Geography
- Location: Garden Hill, Sligo, Ireland
- Coordinates: 54°16′07″N 8°29′01″W﻿ / ﻿54.2687°N 8.4835°W

Organisation
- Care system: Private
- Type: General

Services
- Beds: 19

History
- Founded: 1957

Links
- Website: www.kingsbridgeprivatehospital.ie

= Kingsbridge Private Hospital, Sligo =

Kingsbridge Private Hospital Sligo (Ospidéal Príobháideach Dhroichead an Rí, Sligeach) is a private hospital in Garden Hill, Sligo, Ireland.

==History==
The hospital was established by the Sisters of St. Joseph of the Apparition as St Joseph's Hospital in 1957. The current hospital building was completed in 1972. In 2001, Harlequin Healthcare, a company controlled by Jerry Conlan bought the hospital. After Conlan acquired Mount Carmel Hospital in Dublin in 2006, his business evolved to become Mount Carmel Medical Group.

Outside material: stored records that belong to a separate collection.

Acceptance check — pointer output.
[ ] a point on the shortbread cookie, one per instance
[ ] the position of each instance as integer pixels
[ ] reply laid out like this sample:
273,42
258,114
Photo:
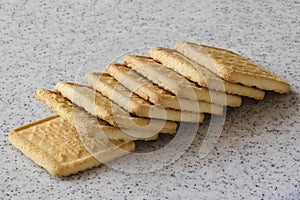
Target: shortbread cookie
101,107
233,67
86,123
156,94
112,89
177,84
55,145
197,73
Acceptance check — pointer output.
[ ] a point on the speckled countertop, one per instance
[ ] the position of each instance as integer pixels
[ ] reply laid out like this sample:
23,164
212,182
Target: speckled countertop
258,154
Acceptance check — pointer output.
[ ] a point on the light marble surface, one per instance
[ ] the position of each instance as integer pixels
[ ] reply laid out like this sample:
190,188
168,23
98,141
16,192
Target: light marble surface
258,155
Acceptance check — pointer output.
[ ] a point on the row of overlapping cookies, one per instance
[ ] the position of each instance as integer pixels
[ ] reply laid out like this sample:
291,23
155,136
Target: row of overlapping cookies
147,95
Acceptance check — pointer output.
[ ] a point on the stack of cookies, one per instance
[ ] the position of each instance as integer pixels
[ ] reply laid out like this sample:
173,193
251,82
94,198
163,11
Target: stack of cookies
137,100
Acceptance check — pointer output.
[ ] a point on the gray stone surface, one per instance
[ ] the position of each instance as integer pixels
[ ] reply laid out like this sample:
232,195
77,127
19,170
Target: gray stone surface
258,155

In 2009, the hospital received Joint Commission International accreditation. Conlan's business got into financial difficulties and, in June 2015, the hospital was acquired by the Belfast-based healthcare business, Kingsbridge Healthcare Group which runs Kingsbridge Private Hospital in Belfast.

==Services==
Specialities provided include general surgery, urology, otolaryngology (ENT), orthopaedics, rheumatology, ophthalmology, dermatology, vascular surgery, geriatrics, gynaecology, paediatrics, oncology, cardiology, general medicine, and neurology. It has 19 beds and about 60 staff.